AFTER A lengthy wait, Hirokazu Sawamura is finally in Fort Myers and pitching.

The Japanese pitcher, who the Red Sox officially signed in mid-February, landed in Florida late last week after visa issues delayed his arrival from Japan. Sawamura had to wait a little longer as he went through intake testing and adjusted to the time difference before joining his new team at the facility Tuesday morning. On Wednesday morning, he pitched for the first time as he completed his first bullpen session in the United States.

“I was so excited, but at the same time I was a little bit nervous,” Sawamura said, via translator Yutaro Yamaguchi.

Sawamura is still adjusting to a new environment, with the weather in Fort Myers seemingly being his biggest change.

“It’s been good weather,” Sawamura said. “Pretty hot. Nice environment, I’ve been loving that. So if I can just get it going with this climate, environment, I should be good to go.”

It’s unclear when Sawamura will pitch in spring training games, but he continued to work out while in Japan, and as a reliever, he shouldn’t need much time to build up. He said he’ll throw another bullpen soon and then talk to pitching coach Dave Bush about what’s next.

“I’m healthy,” Sawamura said. “I’m in good condition. If I can make progress quickly, that would be great.”
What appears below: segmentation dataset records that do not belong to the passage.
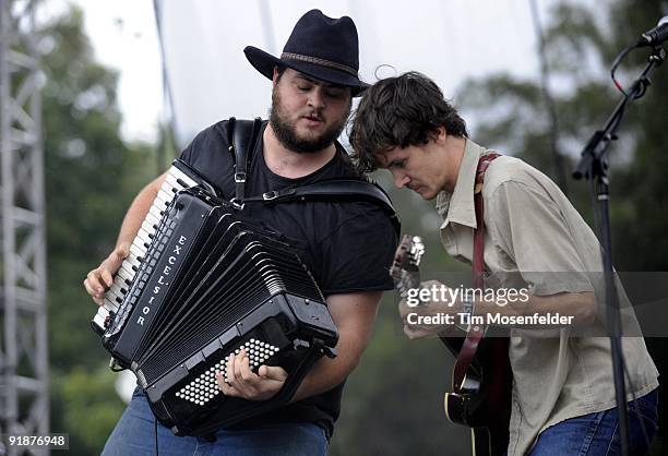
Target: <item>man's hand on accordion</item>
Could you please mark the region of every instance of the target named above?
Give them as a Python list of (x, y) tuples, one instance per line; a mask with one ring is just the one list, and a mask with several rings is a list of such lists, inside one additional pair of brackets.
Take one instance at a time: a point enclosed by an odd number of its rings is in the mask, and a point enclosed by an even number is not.
[(97, 305), (103, 304), (105, 292), (114, 285), (114, 274), (120, 268), (129, 253), (130, 245), (126, 242), (120, 243), (99, 266), (86, 275), (84, 287)]
[(261, 365), (255, 374), (250, 369), (246, 350), (230, 355), (227, 359), (227, 380), (224, 372), (216, 373), (220, 391), (226, 396), (241, 397), (248, 400), (266, 400), (283, 387), (287, 372), (275, 365)]

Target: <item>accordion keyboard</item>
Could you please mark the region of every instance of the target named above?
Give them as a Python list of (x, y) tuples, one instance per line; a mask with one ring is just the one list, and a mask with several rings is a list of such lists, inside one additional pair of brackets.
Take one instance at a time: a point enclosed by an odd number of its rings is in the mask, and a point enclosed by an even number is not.
[(200, 183), (196, 176), (191, 175), (184, 166), (179, 165), (181, 164), (175, 163), (167, 170), (165, 182), (160, 187), (157, 196), (148, 209), (148, 214), (146, 214), (136, 237), (132, 241), (128, 257), (123, 260), (121, 267), (116, 273), (114, 284), (105, 293), (103, 305), (99, 307), (91, 322), (95, 332), (100, 335), (109, 325), (114, 314), (118, 311), (119, 305), (128, 293), (165, 209), (174, 201), (178, 191)]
Cora already ruled out Sawamura as a closer candidate, but he’ll certainly be a big part of the Red Sox’s plans in the bullpen. The manager, though he was only able to see three pitches of Sawamura’s bullpen session, will take it slow with the 32-year-old pitcher as he adjusts to a new environment and team.

“We told him to just make sure he’s comfortable with the surroundings of where the weight room is, the training room, his locker is somewhere here, I don’t even know which locker he is,” Cora said. “Very likable guy. I remember when we talked to him in the offseason, he was very honest about what he wanted to do, why he wanted to come here. He asked questions. Chaim (Bloom) got some answers. We talked about the bullpen and the city and everything that’s involved to be part of this organization. Very likable. …
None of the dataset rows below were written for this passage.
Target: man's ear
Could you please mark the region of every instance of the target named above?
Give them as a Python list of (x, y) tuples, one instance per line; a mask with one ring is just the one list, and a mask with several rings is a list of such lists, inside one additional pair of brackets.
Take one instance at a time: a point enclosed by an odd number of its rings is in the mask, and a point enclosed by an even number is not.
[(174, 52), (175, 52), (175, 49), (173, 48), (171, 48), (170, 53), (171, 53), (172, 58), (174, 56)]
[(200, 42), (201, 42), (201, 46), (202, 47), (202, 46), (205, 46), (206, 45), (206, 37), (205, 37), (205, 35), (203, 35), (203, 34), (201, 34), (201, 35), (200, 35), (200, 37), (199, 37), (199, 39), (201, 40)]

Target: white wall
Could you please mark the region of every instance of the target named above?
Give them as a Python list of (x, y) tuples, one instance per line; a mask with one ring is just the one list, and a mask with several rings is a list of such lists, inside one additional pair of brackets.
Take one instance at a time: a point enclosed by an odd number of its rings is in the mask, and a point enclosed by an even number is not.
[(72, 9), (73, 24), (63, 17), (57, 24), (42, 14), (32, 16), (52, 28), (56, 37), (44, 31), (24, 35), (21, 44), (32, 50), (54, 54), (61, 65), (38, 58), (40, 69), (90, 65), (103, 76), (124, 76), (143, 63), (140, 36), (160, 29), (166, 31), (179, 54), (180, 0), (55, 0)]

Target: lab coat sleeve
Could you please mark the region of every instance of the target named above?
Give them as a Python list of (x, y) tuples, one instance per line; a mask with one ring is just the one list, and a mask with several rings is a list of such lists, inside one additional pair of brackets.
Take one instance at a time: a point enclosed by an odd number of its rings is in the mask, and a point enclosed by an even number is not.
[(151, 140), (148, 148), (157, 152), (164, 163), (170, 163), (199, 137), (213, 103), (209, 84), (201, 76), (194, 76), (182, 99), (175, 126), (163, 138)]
“He owes me a bottle of wine because I was in the middle of a mini-vacation, no twins, nobody,” Cora joked. “We were in the mountains in Puerto Rico. Yeah, because of that phone call, I get a bottle of wine from him. I’m waiting for that one, too.”

THE START of the Triple-A season, which was scheduled to begin April 6, will be delayed until early May, according to a report Tuesday by ESPN.

The Worcester Red Sox’s inaugural season is now tentatively scheduled to begin May 4 at Buffalo, with their home opener at Polar Park slated for May 11 against Syracuse, per the schedule on the team’s website. It’s expected that Polar Park will be the location for the Red Sox’s alternate training site during April, as players will train in preparation for the season and stay ready in case they need to be called up to Boston.

BRYAN MATA, Boston’s top pitching prospect, was scheduled to pitch Wednesday but was scratched due to soreness on the backside of his triceps. Cora doesn’t believe it’s serious but he’ll have an MRI on Thursday.

“He’s very important for us,” Cora said. “We’re making sure we slow it down the right way. Hopefully he can get on the mound sooner rather than later.”

WEDNESDAY’S GAME: Bobby Dalbec hit his second and third homers, driving in three runs as Boston beat Minnesota 14-7 at Fort Myers, Florida.

J.D. Martinez had two hits for a second straight game, driving in his first two runs of spring training. Hunter Renfroe hit a three-run double in an eight-run fourth inning.

Jose Berrios allowed one hit in two shutout innings and Nelson Cruz hit a three-run homer in his first game. Mitch Garver hit a solo homer.